Command Prompt by running the DISM command.

If the results of the DISM command indicate that something was changed, restart your PC and then you should be able to run the SFC command successfully.

In Windows 7 and earlier versions, the DISM command is not available. Instead, you can download and run Microsoft’s System Update Readiness Tool and use it to scan your system for problems and try to fix them.

Note: If you’re still using Windows 7, you’ll need to get the correct version of the Readiness Tool. The latest version available is “System Update Readiness Tool for Windows 7 for x64-based Systems (KB947821) [October 2014]. “Download that.

Try a system restore or system reset Next

If you are still having system problems and the SFC and DISM commands do not help, you can try more drastic actions.

Running the System Restore tool will restore your Windows operating system files, settings, and applications to a previous state. This can fix system corruption issues if the operating system was not also corrupted at the previous point when the restore point was created.

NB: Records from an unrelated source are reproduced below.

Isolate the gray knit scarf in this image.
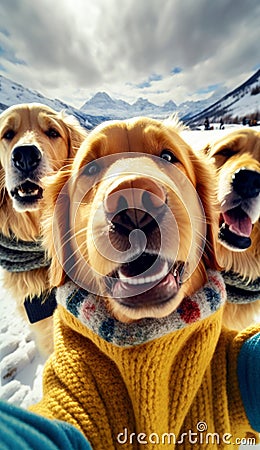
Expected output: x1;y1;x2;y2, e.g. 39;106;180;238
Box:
57;270;226;347
222;270;260;304
0;232;56;323
0;232;49;272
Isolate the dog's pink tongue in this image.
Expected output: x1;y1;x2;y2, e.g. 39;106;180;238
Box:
223;208;252;237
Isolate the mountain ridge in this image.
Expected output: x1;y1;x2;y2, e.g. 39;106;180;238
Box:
186;69;260;125
0;69;259;128
80;90;216;119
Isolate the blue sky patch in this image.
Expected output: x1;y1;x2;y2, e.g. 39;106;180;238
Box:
171;67;182;75
136;73;162;89
0;44;25;66
196;83;222;95
0;28;10;37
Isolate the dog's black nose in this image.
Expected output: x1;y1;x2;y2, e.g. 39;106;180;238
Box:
12;145;41;174
232;168;260;198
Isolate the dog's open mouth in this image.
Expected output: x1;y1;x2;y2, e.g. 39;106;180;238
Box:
219;206;252;250
11;180;43;204
105;253;185;308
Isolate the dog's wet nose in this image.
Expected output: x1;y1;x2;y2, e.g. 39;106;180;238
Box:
104;178;166;231
232;168;260;198
12;145;42;174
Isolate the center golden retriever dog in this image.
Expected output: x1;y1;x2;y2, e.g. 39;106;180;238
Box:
44;116;219;320
30;117;260;448
206;128;260;329
0;103;86;354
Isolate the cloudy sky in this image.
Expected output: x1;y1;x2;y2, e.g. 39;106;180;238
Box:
0;0;259;108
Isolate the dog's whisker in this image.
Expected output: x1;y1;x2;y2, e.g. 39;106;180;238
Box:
54;226;88;251
71;201;90;207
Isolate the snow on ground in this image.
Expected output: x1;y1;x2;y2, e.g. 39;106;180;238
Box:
0;126;259;448
0;269;46;408
181;123;260;150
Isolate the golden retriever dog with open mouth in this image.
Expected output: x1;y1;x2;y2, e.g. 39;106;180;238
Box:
30;118;260;448
44;116;220;322
0;103;86;354
206;128;260;330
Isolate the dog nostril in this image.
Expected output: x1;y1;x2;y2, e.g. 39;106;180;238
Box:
13;151;23;168
117;195;128;211
104;192;128;214
142;190;165;211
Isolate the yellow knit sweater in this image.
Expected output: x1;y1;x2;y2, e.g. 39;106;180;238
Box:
31;276;259;449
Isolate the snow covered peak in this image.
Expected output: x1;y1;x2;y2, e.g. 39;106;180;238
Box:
0;74;70;112
0;74;104;129
133;97;152;108
81;92;115;109
80;92;178;118
163;100;177;110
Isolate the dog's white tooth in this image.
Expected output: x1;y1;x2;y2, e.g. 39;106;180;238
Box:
118;260;169;285
18;189;27;197
18;188;39;197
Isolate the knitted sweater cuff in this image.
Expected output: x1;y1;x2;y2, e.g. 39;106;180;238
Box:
237;332;260;432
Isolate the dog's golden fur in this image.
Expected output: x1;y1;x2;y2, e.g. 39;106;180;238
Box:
206;128;260;329
0;103;87;354
43;117;220;323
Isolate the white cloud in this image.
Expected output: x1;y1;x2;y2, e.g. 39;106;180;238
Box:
0;0;259;107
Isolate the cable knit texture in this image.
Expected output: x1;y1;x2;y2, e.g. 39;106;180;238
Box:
31;271;260;449
222;270;260;304
0;231;49;272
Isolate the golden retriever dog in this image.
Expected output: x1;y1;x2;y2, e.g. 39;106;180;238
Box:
30;118;260;448
206;128;260;329
0;103;87;354
44;116;220;322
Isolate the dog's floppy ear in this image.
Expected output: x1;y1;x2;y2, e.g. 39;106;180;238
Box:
60;113;88;159
0;165;7;207
41;169;72;287
0;116;8;207
192;155;221;271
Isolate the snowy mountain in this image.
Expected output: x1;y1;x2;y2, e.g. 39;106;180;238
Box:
0;75;68;112
80;91;133;117
187;69;260;126
0;69;259;128
81;92;179;119
0;75;107;129
80;72;259;122
80;88;234;120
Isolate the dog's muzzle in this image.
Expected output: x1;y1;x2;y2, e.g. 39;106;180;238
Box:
219;168;260;251
102;176;184;308
10;144;43;207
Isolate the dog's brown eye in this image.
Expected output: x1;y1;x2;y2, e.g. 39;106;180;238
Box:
217;147;236;158
45;128;61;139
160;149;178;163
83;161;100;176
3;129;15;140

RELATED: How to use System Restore in Windows 10, 11, 7 and 8

And if all else fails, you can always resort to performing a system reset or reinstalling Windows. In Windows 8, 10, and 11, you can perform a “Reset this PC” operation to reset Windows to its default state. You will have the option to keep your personal files in place, although you will have to reinstall programs, or remove everything and perform a complete reinstall. Whichever you choose, make sure you’ve backed up your PC first! On Windows 7 and earlier, this will require using the recovery partition provided by the computer manufacturer or reinstalling Windows from scratch.

The options

If you encounter other errors while running any of the commands we’ve covered, try searching the web for the specific errors you encounter. Commands will often prompt you to check in files with more information if they fail; check the logs for more details on specific issues. Ultimately, it may not be worth it to fix serious Windows corruption problems when you can simply reset Windows to its default state or reinstall it. That decision will be yours.